When solving A system by graphing how can you tell if the solution is the equation of the line
When solving a system of equations by graphing, you can tell if the solution is the equation of the line by observing the point(s) of intersection on the graph.
Here's how to determine if the solution is the equation of the line:
1. Graph the system of equations: Start by graphing each equation on the same coordinate plane.
2. Identify the point(s) of intersection: Look for the point(s) where the graphs of the equations intersect each other. If there is no intersection, it means that the system probably has no solution or does not have a unique solution.

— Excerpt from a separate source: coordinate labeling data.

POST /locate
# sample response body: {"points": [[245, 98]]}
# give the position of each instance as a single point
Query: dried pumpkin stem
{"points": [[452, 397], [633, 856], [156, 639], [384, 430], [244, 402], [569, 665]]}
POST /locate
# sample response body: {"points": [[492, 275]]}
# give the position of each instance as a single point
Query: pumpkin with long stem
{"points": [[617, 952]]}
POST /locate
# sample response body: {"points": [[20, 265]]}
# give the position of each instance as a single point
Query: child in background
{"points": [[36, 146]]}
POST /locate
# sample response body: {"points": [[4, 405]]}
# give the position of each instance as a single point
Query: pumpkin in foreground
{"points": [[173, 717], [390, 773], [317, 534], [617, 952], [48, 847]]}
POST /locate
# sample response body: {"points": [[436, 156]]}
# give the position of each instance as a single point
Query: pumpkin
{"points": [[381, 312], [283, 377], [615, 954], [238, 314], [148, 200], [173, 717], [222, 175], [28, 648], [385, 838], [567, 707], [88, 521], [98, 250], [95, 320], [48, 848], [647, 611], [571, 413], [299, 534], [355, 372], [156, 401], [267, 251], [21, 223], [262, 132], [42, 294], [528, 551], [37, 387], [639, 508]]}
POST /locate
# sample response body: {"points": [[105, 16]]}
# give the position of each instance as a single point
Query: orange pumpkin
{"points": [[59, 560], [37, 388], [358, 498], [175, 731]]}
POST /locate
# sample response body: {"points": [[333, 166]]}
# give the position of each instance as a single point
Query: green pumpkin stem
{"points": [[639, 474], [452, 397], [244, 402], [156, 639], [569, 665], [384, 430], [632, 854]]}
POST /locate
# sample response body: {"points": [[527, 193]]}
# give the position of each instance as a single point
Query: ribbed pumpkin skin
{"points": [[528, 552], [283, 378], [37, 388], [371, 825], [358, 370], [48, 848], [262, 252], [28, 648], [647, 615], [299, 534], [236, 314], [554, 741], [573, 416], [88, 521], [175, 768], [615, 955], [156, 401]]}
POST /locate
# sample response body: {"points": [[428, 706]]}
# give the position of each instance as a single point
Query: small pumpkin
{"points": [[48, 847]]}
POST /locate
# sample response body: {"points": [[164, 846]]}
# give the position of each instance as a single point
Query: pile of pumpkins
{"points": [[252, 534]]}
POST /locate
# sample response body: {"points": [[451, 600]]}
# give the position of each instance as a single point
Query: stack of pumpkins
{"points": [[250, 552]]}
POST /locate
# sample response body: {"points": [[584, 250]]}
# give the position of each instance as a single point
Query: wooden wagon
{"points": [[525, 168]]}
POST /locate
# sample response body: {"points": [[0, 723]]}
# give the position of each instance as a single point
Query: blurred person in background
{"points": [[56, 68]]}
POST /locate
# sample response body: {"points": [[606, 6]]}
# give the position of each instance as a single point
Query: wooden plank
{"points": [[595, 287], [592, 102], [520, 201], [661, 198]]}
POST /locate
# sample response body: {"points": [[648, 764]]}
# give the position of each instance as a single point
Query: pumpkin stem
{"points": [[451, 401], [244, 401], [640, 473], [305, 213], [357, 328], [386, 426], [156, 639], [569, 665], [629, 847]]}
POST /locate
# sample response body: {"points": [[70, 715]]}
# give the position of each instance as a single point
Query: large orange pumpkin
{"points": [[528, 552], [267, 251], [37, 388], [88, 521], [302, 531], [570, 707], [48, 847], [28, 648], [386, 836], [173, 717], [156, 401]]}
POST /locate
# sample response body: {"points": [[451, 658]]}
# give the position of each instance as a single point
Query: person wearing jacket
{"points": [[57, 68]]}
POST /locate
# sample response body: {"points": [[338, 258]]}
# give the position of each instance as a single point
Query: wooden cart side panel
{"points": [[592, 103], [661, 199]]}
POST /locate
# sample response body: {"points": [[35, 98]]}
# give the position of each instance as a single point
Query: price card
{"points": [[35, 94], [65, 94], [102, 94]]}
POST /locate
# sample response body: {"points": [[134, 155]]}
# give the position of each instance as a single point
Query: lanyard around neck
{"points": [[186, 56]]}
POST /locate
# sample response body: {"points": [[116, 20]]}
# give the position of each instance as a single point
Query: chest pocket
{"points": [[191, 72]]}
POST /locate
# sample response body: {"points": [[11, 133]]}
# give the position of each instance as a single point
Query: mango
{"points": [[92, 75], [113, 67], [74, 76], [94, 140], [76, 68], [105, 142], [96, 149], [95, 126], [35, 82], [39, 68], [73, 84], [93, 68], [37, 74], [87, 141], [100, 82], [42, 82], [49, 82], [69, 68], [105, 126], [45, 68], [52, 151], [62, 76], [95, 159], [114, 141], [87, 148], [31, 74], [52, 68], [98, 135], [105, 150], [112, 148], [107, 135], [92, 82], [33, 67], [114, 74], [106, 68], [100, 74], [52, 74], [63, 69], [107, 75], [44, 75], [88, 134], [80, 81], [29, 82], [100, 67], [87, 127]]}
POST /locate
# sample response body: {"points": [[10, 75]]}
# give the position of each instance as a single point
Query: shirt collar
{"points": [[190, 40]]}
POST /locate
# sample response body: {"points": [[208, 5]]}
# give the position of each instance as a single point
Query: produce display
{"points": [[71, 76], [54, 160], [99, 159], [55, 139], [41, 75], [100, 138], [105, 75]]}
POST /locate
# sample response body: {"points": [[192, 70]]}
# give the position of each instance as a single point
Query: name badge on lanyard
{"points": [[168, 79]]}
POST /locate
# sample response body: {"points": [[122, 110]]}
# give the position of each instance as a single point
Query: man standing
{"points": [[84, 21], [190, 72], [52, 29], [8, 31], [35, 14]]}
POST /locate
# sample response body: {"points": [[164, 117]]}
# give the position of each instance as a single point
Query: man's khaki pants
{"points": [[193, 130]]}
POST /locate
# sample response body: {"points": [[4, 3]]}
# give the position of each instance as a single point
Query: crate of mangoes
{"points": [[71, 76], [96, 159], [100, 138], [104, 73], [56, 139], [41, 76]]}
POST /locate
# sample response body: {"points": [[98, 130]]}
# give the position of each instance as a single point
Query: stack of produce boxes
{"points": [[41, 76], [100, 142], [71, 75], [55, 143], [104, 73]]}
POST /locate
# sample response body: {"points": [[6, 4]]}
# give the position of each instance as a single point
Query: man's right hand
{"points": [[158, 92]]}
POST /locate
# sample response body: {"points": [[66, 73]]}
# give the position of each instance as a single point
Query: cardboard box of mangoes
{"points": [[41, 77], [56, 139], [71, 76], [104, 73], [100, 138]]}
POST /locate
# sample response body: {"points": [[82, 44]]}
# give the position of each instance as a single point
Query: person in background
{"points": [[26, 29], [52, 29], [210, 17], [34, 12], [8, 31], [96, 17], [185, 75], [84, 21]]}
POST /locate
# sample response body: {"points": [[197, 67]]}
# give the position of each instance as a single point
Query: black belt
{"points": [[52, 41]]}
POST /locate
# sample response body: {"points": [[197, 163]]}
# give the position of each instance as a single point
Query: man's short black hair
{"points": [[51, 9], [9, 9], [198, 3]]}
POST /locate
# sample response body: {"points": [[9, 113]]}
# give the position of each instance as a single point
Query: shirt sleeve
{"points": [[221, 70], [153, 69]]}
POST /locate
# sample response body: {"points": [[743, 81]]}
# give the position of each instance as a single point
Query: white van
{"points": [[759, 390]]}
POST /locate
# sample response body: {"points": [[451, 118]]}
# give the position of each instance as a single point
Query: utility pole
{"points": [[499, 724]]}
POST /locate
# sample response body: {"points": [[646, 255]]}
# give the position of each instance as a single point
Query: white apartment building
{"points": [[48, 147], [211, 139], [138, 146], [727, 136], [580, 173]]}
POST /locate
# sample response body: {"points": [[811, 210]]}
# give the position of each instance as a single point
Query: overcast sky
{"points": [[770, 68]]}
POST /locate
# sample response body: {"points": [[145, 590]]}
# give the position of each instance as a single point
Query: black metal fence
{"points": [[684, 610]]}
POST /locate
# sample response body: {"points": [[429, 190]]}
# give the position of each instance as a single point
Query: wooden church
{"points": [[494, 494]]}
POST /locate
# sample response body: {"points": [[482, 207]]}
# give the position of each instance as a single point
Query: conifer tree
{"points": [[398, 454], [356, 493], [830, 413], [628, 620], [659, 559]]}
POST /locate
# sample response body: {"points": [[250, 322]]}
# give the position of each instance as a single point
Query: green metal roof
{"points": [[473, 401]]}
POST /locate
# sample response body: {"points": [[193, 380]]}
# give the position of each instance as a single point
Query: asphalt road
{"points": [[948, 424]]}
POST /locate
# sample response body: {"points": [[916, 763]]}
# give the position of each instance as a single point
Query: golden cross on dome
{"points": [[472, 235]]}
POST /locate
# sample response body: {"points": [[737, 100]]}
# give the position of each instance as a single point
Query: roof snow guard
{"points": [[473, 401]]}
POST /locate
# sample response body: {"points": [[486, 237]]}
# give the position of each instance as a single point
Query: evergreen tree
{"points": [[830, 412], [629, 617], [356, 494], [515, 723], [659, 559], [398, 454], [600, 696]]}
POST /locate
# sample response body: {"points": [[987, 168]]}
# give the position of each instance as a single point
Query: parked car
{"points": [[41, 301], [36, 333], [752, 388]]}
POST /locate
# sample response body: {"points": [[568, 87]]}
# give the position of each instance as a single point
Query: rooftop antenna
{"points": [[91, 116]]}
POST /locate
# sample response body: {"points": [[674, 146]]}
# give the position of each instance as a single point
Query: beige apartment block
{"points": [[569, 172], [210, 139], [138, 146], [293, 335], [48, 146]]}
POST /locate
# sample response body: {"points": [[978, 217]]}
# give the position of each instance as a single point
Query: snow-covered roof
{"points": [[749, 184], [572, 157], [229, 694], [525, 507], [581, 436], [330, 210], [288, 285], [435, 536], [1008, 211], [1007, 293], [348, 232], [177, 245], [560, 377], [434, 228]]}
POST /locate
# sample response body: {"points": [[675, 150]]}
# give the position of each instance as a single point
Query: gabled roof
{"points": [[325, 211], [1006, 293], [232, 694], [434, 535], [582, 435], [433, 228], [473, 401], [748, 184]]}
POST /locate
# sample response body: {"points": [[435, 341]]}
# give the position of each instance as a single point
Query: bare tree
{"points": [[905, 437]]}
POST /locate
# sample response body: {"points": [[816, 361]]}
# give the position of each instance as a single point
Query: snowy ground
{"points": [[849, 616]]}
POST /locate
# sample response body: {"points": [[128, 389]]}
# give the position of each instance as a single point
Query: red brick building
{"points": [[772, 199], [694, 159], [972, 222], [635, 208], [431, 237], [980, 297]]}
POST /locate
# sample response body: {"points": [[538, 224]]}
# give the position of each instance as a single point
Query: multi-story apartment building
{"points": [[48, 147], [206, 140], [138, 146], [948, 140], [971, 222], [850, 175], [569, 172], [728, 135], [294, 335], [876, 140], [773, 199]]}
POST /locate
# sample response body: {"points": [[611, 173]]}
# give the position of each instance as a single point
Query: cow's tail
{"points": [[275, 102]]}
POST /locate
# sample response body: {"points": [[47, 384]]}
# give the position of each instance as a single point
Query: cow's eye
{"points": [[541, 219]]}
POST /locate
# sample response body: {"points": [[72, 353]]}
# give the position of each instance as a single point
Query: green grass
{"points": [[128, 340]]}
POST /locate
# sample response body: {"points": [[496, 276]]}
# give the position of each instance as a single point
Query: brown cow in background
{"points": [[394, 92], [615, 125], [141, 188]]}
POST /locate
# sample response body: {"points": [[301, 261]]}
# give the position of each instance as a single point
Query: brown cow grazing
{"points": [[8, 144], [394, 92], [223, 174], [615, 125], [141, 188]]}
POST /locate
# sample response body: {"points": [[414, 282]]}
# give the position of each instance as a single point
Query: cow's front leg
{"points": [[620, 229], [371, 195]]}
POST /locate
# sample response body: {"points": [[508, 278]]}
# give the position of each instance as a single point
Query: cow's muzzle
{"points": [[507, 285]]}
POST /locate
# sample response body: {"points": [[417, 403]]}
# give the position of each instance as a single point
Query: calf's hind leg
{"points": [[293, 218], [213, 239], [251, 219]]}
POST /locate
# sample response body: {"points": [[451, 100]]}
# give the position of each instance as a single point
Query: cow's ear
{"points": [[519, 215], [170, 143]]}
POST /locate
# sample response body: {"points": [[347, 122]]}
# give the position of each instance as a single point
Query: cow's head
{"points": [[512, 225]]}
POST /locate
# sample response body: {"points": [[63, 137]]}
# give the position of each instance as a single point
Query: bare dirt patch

3. Substitute the point(s) into the equations: Take the coordinates of the point(s) of intersection and substitute them into each of the original equations. If the substituted values satisfy both equations, then the point(s) represent the solution(s) to the system.
4. Determine if the equation(s) match: Finally, check if the equation(s) you obtained by substituting the point(s) of intersection into the original equations match the given equation for the line. If they do, then the solution to the system represents the equation of the line.
Note that it is possible to have more than one point of intersection, in which case you will have multiple solutions. Additionally, if one of the equations is a multiple of the other, the system will have infinitely many solutions, and the equation of the line will be the same for both equations.
Always double-check your solution by substituting it back into the original equations to ensure accuracy.